Таким образом, дикое явление как бы рыцарства семьи вполне являло свое зрелище в этой квартире ‘неомарксистов’. Я говорю, что не стал бы писать этюда, если бы не был поражен. Позднее, приглядываясь к строю семьи и других радикалов, всегда я наблюдал: верность, чистоту, преданность, всякое отсутствие ‘зеванья по сторонам’. Кажется, можно так формулировать: ‘уж если любишь — то и люби’, ‘а не любишь — убирайся к черту’. Цыганская эта формула, однако, обусловливала цыганскую же верность. Я не знаю цыган, но знающие уверяли меня, что измена и легкомыслие поведения есть вещь совершенно неизвестная у цыган и цыганок. ‘Да, я люблю тебя’ — эти слова уже выражены простым фактом сожития. И как сама чета, так и окружающее товарищество, зная, что между ними лежит не одна форма связи, но и любовь связующая — не подходят с флиртом. Дон-жуанизм тут умер, срублен. Главное жало змеи семейной — измена с корнем вырвано, и только через простое это: ‘если не любишь — можешь убираться’. Удивительно.

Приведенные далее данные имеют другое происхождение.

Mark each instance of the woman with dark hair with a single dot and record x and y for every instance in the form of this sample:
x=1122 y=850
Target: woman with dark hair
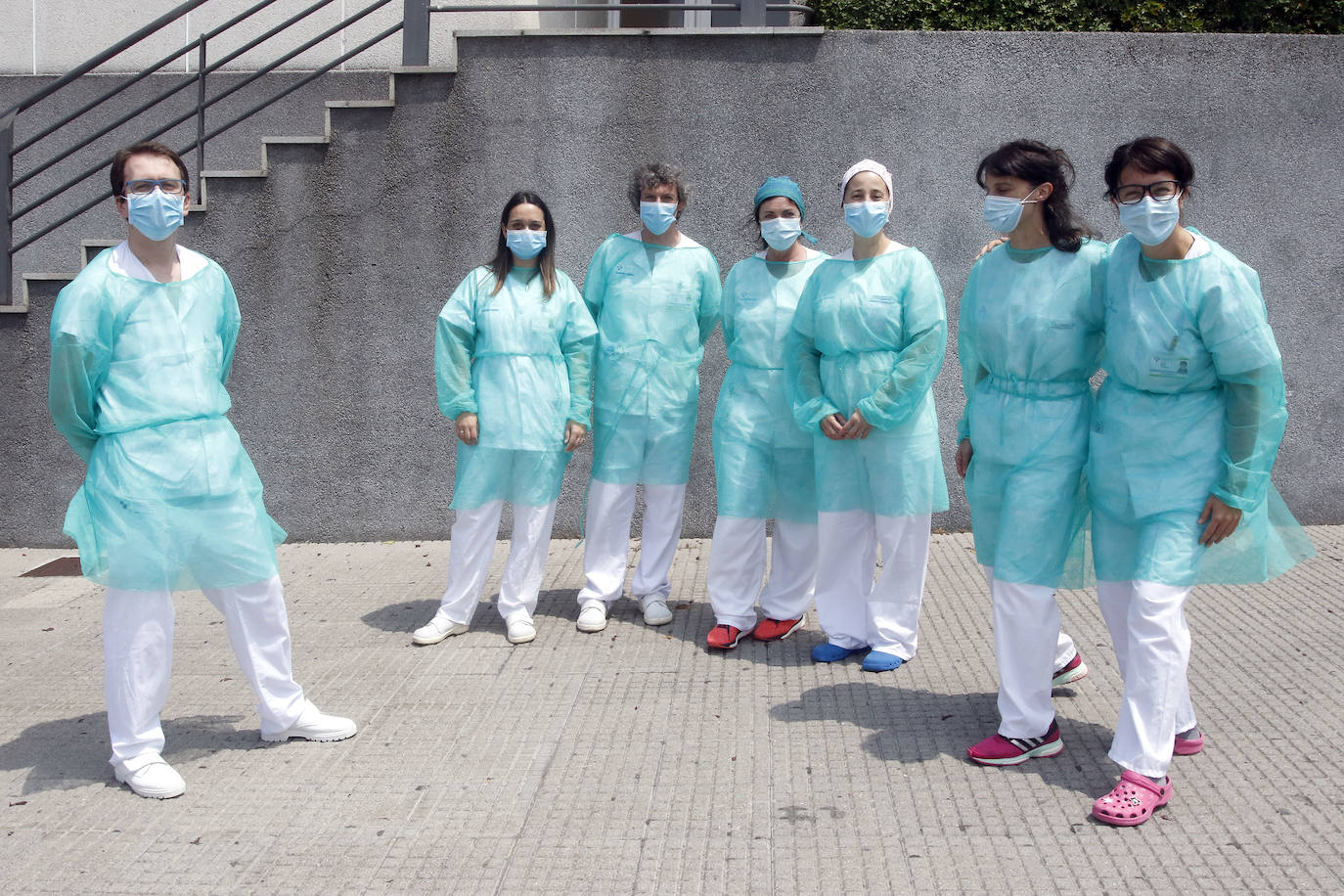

‘Адамы’ — так хочется мне определить этих людей. Дарвин учил, что если соскоблить с человека цивилизацию, то получится обезьяна. Но вечная Библия учит, что под толстою почвой всемирной истории лежит безгрешный человек и что вся эта история есть постепенный нарастающий грех. Вот две точки зрения. Египтяне учили, что есть ‘цикл’ времен, круговорот приблизительно в 15 000 лет, — цикл Феникса, по окончании которого мир сгорает, весь и без остатка, и затем возрождается вновь. За 15 тысяч лет идеи, какого бы совершенства они ни были, изнашиваются без остатка. Мир должен слинять. Все старое — прочь! Все попытки удержать старое — только задерживают ‘пожар Феникса’. Мне думается — мы в таком фазисе. Уже не за один век — поразительно так безуспешны все ‘возрождающие’ попытки, как и все и всяческие ‘консервативные направления’. Одно вечно, одно могуче идет вперед: какой-то всемирный грохот разрушения, отрицания. Пишущий эти строки достаточно пролил над ними слез, дабы поверили ему, когда он говорит: ‘я тут обрел некоторую надежду’. Действительно, человек линяет, абсолютно линяет. Но из-под облезающих с него красок, опадающих перьев показывается не ожидаемый троглодит, дикарь, но — первый Адам, опять без греха, с ангельским лицом.
— Мы добры.
— Мы любим друг друга.
— Да, в мире есть какая-то тайна, но мы ее не знаем.
— Нам нужно изготовить к полудню обед, и вот мы собираем дрова…
И только. Нет больше ничего. Сгорели в пожаре Феникса отечество, религия, быт, социальные связи, сословия, философия, поэзия. Человек наг опять. Но чего мы не можем оспорить, что бессильны оспорить все стороны, это — что он добр, благ, прекрасен. Будем же смотреть на него не вовсе без надежды, по крайней мере — без вражды, — и будем надеяться, что когда всемирный пожар кончится и старый Феникс окончательно догорит, — из пепла его вылетит новый Феникс.
Впервые опубликовано: Русское слово. 1906. 20 февраля. No 49.